The dissenting judgments of Lord Toulson and Lady Hale are worth noting. Lord Toulson stated that the purpose of the 1969 Act was to protect the employees ‘in the event of suffering an illness or injury arising out of their employment for which the company is liable, of the liability being covered by insurance up to a specified sum’ and that ‘the pool of those bearing legal responsibility for seeing that such protection is in place is not confined to the company itself. It extends to the company’s relevant officer or officers.’ Lady Hale was of the opinion that it was the intention of Parliament that breach of s 1(1) of the 1969 Act should give rise to civil liability towards the injured employee. She stated that the purpose of the 1969 Act was to ‘protect a very specific class of people, namely employees who might be injured by the employer’s breach of duty (whether arising by statute or at common law). The protection intended was that they should be compensated for their injuries even if, for whatever reason, the employer was unable to do so. Failure to insure means that the employee is denied the very thing that the legislation is intended to provide for him.’

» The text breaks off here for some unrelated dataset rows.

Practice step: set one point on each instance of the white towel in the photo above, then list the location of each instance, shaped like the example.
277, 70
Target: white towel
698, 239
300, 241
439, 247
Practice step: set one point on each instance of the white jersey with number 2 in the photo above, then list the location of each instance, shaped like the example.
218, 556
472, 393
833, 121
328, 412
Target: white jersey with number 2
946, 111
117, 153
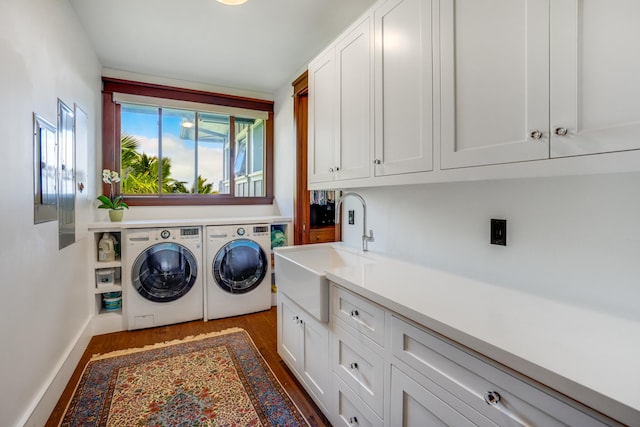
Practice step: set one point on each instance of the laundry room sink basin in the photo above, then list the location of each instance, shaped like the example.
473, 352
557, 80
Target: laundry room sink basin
301, 273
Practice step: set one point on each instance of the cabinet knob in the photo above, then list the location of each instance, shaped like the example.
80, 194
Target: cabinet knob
536, 134
492, 398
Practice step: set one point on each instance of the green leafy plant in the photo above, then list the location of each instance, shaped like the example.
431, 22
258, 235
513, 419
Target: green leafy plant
109, 202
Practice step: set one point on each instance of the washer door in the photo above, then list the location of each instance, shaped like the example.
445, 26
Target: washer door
164, 272
240, 266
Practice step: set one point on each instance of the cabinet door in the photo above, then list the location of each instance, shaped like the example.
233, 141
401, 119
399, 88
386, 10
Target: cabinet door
315, 360
321, 136
595, 64
353, 131
403, 87
289, 330
494, 81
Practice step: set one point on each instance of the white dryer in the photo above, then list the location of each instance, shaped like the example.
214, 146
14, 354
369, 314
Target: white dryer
238, 269
163, 283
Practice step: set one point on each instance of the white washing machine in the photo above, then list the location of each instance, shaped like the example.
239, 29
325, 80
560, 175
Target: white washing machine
163, 283
238, 269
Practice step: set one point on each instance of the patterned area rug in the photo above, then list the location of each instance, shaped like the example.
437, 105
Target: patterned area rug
217, 379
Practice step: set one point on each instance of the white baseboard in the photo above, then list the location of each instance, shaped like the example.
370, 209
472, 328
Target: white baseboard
48, 396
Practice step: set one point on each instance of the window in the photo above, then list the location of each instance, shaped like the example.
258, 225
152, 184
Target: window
176, 146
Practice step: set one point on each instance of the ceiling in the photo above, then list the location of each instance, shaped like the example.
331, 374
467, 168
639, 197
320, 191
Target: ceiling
257, 46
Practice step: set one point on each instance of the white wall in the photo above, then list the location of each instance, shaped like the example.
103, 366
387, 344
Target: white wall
284, 150
576, 239
44, 301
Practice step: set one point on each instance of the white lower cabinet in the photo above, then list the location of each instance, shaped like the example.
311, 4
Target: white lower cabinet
484, 393
349, 410
422, 403
359, 363
303, 343
371, 367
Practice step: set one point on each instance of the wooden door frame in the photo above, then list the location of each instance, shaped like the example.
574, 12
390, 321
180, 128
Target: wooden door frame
301, 194
301, 201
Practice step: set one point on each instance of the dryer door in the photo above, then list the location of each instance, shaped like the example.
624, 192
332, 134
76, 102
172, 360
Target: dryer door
240, 266
164, 272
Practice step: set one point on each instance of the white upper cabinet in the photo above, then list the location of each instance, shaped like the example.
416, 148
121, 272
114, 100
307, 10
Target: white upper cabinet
494, 81
420, 91
403, 87
321, 139
340, 118
595, 69
354, 129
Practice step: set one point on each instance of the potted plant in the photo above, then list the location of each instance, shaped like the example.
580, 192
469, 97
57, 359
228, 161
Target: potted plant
115, 204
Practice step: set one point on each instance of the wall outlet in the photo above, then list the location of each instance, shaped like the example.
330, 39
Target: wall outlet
499, 232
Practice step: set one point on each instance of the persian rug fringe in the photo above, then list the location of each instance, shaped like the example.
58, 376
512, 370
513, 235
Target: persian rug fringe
187, 339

This case is ultimately one about statutory interpretation. It is clear that, in interpreting the 1969 Act, the majority adopted a very different approach from Lord Toulson and Lady Hale. The majority adopted a literal approach to interpreting the 1969 Act, whereas Lord Toulson and Lady Hale adopted a much more purposive approach (Lord Toulson referred to it as a ‘functional’ approach) that focussed on the context of the Act. Lord Toulson did not deny the validity of a literal interpretation, but felt that ‘[t]he present context is legislation for the protection of a vulnerable group, a company’s employees. In that context I regard the functional approach as more appropriate.’